Austin City Council comes close, but postpones final vote on land-use policies after 12-hour debate


The city of Austin took a half-step forward in creating a more progressive land-use code after City Council spent hours debating and reaching some agreement April 25 around the more contentious aspects of the city’s land-development policies.

City Council worked to meet the request from City Manager Spencer Cronk, who asked the elected representatives in March to guide his staff through what he considered the five most polarizing issues related to the city’s land code—the scope of the rewrite, housing supply and typology, building compatibility standards and parking requirements—in order for his team to move forward on a code proposal. Austin has been struggling to overhaul its code since 2012, when the community agreed a major revision was needed to manage the city’s rapid population and development boom.

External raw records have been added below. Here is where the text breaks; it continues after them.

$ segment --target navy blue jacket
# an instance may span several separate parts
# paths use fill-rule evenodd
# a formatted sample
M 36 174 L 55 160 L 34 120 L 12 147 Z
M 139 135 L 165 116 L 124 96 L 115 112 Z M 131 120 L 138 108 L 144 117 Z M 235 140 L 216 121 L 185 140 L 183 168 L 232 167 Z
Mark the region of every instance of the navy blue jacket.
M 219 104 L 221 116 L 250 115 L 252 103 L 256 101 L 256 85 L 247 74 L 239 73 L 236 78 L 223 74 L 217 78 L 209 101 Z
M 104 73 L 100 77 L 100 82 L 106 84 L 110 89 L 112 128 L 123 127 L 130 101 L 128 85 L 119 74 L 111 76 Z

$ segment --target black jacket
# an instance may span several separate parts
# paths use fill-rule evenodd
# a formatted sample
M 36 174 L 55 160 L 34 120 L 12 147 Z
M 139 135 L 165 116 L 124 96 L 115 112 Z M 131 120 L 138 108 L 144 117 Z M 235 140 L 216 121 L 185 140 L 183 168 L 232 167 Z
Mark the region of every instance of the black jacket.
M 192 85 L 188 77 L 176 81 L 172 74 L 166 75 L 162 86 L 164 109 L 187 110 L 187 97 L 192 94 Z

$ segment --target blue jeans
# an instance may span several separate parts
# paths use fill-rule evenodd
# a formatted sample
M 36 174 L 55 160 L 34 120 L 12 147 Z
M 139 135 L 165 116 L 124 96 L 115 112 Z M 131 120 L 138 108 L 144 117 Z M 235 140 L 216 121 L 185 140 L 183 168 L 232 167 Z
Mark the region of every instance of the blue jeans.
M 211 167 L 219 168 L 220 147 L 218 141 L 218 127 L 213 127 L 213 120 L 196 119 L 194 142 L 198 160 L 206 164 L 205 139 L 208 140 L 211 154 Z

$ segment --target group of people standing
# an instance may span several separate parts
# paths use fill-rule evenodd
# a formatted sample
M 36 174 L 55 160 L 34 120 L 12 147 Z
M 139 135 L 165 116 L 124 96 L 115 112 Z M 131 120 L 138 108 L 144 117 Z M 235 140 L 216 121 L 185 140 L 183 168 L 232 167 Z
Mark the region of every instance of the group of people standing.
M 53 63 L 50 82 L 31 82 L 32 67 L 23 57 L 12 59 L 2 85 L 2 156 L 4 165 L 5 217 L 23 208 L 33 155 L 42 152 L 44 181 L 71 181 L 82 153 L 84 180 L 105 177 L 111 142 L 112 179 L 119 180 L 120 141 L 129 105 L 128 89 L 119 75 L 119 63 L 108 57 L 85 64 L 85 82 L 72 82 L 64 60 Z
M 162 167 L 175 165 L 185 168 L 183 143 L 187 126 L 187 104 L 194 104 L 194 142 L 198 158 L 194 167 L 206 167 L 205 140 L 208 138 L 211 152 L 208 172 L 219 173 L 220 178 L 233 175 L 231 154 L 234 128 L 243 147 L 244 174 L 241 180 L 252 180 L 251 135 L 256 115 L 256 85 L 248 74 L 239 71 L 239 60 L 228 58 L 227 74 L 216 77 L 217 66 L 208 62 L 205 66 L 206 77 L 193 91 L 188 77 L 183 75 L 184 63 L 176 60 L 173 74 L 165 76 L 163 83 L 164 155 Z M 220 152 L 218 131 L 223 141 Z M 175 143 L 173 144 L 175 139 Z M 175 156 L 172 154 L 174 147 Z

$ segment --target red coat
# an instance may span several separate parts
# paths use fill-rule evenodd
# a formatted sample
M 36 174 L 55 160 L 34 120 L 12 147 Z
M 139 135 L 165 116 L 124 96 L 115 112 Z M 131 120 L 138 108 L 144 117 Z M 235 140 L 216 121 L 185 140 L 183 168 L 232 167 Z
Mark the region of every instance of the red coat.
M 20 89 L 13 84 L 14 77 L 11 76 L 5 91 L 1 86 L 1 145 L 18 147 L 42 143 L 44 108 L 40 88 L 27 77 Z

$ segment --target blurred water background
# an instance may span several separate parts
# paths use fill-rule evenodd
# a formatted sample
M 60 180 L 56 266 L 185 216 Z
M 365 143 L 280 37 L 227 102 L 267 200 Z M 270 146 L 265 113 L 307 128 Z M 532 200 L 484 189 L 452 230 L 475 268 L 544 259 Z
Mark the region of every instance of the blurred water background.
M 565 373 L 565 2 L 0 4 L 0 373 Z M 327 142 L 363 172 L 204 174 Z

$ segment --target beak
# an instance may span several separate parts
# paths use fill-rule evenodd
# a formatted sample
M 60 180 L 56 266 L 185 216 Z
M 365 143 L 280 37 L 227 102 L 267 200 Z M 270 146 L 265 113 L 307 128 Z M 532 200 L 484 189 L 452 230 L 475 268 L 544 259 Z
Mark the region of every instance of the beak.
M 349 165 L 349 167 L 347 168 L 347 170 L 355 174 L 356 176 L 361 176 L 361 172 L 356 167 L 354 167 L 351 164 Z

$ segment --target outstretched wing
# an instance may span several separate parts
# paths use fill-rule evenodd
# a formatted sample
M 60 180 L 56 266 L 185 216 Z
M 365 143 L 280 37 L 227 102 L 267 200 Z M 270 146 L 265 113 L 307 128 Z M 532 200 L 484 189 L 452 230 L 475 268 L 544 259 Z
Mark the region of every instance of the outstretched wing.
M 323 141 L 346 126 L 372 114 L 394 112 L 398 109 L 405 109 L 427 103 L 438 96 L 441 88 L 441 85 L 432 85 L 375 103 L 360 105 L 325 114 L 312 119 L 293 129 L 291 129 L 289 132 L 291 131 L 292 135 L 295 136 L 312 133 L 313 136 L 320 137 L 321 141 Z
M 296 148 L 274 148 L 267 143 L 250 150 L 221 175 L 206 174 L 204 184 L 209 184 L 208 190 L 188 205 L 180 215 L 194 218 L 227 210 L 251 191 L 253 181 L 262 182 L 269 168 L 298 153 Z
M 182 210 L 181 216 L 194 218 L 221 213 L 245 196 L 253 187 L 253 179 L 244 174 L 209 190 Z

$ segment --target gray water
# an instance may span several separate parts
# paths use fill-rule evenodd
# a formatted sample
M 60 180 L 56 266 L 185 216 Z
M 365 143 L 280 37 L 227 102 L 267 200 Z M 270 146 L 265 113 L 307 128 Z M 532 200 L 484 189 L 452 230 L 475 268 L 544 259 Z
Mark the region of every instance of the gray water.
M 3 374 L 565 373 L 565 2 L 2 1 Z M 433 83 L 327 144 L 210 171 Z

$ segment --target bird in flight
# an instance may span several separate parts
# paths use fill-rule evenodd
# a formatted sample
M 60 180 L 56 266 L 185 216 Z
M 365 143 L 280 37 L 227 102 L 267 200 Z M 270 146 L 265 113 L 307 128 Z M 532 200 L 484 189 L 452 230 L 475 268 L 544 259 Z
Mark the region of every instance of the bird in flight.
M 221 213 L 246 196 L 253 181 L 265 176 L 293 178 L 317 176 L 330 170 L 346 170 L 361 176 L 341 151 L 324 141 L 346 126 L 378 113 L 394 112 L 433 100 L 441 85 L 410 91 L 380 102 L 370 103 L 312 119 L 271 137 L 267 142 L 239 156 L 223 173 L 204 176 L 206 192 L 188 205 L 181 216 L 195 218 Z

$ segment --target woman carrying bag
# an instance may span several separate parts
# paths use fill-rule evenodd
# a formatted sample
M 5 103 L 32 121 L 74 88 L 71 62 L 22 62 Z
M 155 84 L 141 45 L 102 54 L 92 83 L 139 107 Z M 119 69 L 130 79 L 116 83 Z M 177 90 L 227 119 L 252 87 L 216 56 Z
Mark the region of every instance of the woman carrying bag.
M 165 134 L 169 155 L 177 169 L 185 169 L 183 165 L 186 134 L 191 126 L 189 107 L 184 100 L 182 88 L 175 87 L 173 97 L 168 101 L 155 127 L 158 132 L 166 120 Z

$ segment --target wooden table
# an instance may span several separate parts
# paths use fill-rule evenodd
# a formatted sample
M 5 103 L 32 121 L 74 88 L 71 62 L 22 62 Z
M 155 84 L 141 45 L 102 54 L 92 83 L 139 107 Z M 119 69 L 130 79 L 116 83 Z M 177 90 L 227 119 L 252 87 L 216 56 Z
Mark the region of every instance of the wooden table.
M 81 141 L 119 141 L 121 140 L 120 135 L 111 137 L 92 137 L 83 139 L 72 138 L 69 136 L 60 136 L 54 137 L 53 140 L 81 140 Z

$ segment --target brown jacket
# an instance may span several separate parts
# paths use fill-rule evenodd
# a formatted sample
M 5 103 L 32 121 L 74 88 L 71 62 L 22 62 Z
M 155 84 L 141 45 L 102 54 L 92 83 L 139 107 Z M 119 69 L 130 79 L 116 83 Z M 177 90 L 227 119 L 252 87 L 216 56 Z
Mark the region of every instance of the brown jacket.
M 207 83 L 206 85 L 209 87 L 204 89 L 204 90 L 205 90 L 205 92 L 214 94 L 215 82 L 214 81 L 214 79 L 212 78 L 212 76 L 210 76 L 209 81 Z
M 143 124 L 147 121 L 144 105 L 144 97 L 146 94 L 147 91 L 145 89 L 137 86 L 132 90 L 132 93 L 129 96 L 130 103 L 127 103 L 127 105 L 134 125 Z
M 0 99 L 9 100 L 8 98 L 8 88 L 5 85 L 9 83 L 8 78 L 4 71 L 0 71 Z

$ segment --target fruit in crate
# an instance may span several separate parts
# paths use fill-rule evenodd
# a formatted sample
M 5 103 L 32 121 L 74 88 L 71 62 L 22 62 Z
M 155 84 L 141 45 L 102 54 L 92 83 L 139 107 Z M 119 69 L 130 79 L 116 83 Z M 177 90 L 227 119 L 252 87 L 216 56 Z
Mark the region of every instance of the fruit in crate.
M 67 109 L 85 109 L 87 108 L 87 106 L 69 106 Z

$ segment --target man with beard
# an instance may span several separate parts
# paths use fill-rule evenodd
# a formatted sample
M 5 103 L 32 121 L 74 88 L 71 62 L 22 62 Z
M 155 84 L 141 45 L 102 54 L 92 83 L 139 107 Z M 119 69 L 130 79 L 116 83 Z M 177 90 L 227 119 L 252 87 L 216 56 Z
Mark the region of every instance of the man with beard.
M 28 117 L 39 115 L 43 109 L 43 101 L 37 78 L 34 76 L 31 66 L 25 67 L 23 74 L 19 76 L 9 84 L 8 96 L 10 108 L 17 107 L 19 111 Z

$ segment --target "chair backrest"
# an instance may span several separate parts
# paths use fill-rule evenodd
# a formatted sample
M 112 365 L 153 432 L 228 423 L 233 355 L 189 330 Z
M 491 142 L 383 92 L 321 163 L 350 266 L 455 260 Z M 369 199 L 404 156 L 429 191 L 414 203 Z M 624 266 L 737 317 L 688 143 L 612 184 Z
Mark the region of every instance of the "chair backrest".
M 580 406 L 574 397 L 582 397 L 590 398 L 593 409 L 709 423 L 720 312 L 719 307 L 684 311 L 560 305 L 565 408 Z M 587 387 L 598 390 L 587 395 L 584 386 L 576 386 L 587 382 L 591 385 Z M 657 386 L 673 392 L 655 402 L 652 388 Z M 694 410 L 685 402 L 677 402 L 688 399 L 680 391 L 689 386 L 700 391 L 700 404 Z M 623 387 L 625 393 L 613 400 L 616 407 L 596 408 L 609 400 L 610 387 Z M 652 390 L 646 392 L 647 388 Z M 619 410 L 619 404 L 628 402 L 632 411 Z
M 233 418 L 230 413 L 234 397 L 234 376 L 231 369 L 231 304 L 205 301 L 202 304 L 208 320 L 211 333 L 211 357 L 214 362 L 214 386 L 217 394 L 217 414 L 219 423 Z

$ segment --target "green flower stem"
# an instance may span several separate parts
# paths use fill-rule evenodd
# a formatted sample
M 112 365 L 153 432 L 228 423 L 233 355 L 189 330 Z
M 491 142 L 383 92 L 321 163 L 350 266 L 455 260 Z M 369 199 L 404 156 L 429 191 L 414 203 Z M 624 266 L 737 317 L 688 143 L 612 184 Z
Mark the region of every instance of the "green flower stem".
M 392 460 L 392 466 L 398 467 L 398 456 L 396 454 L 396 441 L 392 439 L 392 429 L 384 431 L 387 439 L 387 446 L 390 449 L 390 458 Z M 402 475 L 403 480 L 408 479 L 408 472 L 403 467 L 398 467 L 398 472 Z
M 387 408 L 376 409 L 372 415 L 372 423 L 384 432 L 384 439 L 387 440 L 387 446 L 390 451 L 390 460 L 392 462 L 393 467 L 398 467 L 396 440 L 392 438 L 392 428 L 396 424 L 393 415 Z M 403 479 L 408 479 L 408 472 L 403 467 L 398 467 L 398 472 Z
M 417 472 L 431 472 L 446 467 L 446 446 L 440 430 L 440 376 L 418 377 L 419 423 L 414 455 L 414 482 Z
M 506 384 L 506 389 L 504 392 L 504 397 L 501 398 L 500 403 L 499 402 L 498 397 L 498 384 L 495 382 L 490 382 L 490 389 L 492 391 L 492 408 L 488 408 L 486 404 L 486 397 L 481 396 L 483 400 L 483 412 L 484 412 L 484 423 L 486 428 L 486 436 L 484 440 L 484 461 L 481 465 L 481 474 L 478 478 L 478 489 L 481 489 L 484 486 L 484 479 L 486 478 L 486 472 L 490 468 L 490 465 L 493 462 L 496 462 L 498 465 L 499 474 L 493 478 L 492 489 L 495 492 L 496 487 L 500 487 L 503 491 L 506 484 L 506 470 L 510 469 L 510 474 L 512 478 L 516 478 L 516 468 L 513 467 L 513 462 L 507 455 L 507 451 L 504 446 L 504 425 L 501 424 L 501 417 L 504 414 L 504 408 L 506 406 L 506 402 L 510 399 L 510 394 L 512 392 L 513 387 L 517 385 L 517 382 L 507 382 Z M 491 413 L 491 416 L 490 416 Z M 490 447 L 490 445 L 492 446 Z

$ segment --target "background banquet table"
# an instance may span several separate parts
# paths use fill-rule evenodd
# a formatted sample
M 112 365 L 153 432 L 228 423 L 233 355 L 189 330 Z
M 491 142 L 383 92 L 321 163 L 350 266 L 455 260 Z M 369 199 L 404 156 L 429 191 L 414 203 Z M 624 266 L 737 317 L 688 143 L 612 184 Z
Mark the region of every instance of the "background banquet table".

However, after a 12-hour stretch of deliberation—broken up only by lunch and dinner breaks—City Council was unable to reach a final consensus on policy positions and agreed to call a special meeting next week to finish what was started. No date was immediately set.

The April 25th meeting was vintage Austin City Council, reminiscent of the long, late and laborious meetings that were common over the last few years, but have recently been rare. As City Council members worked to find agreement on the five questions, the dais saw roughly 50 pages worth of policy amendments, testy and impassioned exchanges between representatives, in-the-weeds wordsmithing and an adjournment just shy of 12 a.m.

Council’s goal at the start of the day was to author, amend and agree on the contents of a foundational document that outlined their majority positions on the various policies. Staff from Cronk’s office and the planning and zoning department would then use that document to guide them through some of the more controversial aspects of overhauling a city’s land-use rules.

For the mayor and council members, who represent diverse geographies and neighborhoods across the city, coming to consensus on those issues was at times difficult. Although the task was left incomplete, Mayor Steve Adler said he was proud of the progress made.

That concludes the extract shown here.